The Climate Crisis Is Still a Crisis
If the fate of American democracy is on the ballot in November, so too is the future of the planet.
With former Vice President Joe Biden leading in the polls and Democratic control of the Senate possible, the United States may soon have the chance, for the first time in more than a decade, to enact urgently needed legislation to address global climate change—but only if Democrats don’t repeat the mistakes they made at the start of the Obama administration.
In June 2009, the House of Representatives narrowly passed the American Clean Energy and Security Act, a comprehensive bill to stave off the worst effects of climate change. The landmark legislation died in the United States Senate, however, even though President Barack Obama supported climate action and Democrats controlled the Senate with a filibuster-proof majority. Other major issues took precedence: securing a stimulus package to address the recession, passing the Affordable Care Act, and enacting the Dodd-Frank financial reform and consumer-protection law.

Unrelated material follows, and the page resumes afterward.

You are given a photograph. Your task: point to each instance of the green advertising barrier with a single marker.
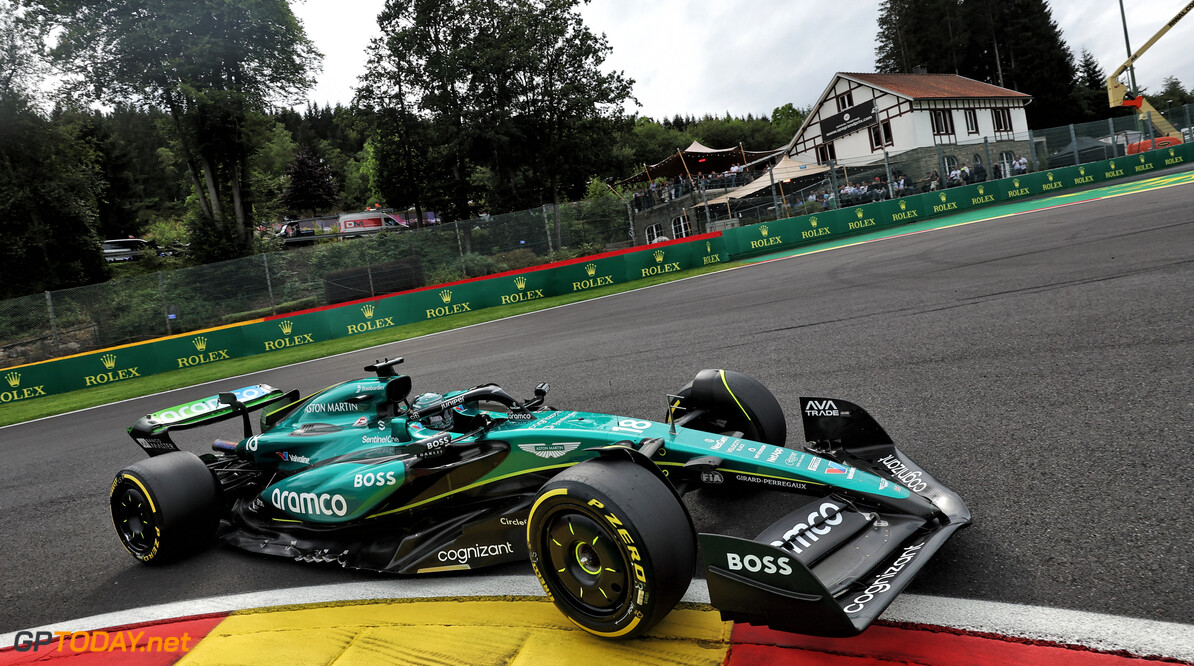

As a result, the United States scuttled its best chance to prevent the havoc of climate disruption. In the ensuing decade, the world hurtled at breakneck speed toward the precipice of climate disaster. The most optimistic scenario now is that we have only a decade left during which we can limit—not prevent—the economic calamity and public-health nightmare that climate disruption will visit upon our children and grandchildren; the worst-case scenario is that we have already passed the tipping point on climate.